A life of advocacy and service

Trenton names school after educational support professional

There are schools named after presidents, governors and other historic figures. There are even schools named after teachers and administrators. But this year, Trenton named one of its schools after a woman who served the district as a paraprofessional and parent liaison. 

This makes Darlene C. McKnight Elementary School at least the second school in state to be named after an educational support professional (ESP). The other is Lawton C. Johnson Middle School in Summit, which was renamed in 2004 after the school’s secretary/office manager.

According to the long list of distinguished guests invited to speak at a dedication ceremony held at the school on Oct. 19, there was no one better to name a school after than McKnight.

McKnight was well-known within the schools and far beyond them. She did extensive work with churches, community-based organizations, shelters, soup kitchens, and Trenton Paraprofessionals Association (TPA) initiatives such as NJEA FAST. 

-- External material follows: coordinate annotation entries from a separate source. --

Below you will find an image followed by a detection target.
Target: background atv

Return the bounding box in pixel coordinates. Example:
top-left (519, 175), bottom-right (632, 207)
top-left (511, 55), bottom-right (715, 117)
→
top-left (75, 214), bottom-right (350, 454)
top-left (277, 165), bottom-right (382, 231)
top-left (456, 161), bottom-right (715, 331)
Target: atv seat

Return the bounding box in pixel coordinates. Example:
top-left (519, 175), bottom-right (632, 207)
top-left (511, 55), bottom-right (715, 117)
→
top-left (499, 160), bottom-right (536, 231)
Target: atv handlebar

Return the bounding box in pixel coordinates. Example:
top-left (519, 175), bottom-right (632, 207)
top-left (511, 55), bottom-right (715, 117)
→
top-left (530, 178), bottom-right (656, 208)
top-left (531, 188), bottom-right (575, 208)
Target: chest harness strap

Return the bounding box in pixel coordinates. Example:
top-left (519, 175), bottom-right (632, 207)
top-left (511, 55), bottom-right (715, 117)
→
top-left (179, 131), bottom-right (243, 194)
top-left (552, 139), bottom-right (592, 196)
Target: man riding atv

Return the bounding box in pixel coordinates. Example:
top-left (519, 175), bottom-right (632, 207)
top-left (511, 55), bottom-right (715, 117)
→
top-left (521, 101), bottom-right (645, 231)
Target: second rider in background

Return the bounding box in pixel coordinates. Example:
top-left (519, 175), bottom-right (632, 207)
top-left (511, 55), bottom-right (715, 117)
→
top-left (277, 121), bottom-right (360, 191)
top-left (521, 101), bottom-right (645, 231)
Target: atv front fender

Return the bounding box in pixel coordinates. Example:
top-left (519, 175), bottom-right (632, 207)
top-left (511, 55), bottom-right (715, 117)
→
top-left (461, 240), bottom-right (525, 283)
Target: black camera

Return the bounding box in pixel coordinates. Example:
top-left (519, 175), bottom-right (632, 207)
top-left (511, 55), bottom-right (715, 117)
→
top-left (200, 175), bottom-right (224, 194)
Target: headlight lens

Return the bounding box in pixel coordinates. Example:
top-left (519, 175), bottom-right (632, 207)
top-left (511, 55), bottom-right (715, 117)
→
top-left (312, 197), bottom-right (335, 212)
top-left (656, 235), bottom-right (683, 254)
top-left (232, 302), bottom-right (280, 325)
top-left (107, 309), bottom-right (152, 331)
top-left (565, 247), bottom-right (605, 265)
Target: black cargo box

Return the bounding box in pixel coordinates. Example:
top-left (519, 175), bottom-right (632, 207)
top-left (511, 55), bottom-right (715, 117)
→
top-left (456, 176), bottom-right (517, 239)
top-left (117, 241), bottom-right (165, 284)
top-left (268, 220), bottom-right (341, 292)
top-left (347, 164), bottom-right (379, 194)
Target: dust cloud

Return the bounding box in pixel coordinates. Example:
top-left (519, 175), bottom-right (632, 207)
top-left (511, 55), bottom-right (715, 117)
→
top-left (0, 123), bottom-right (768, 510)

“When her daughter, Shelly, entered kindergarten, McKnight became a school volunteer and a parent organizer,” retired Trenton teacher Jacqueline Tolbert-Beverly read from McKnight’s biography. “By the time her son, Louis, entered kindergarten, she was well established as an advocate.”

McKnight also worked to stem violence by bringing together, at every opportunity, groups of activists engaged in the work to create peaceful communities. Trenton City Council President and Mothers Against Violence founder Kathy McBride recalled that their friendship began when McKnight introduced her to Princeton’s Coalition for Peace Action, soon after learning of McBride’s organization. 

McKnight also served on the TPA negotiations team and as secretary for several contracts. 

“Not only was she an advocate for the children and families of Trenton, she was an advocate for her union family,” said NJEA UniServ Field Rep Jenn Larsen.

“It’s often said that we have to provide service to humankind for the space that we occupy on this earth,” said Sen. Shirley Turner. “Darlene was someone who paid her rent in full for the space—a space that she didn’t just occupy, she committed her life to it.”

Children pay much less attention to job titles and academic degrees. Instead, they remember those who make them feel important, valued and loved.

“She left you with a word, a gesture—something to let you know she loved you,” said Darren Green, a Trenton community advocate. “You move differently when you feel loved.”

“She may not have had ‘doctor’ in front of her name, but she was a doctor to us,” concluded TPA President Betty Glenn.

McKnight loved Trenton, and Trenton loved her back. But she is not alone. 

All across New Jersey and the nation, there are bus drivers, secretaries, custodians, paraprofessionals, aides, food service staff, maintenance workers, security staff and others who are making positive and permanent differences in the lives of the students and communities they serve. While not every ESP will have a school named after them, their names are in the hearts of students and families for years, even decades, after they leave school.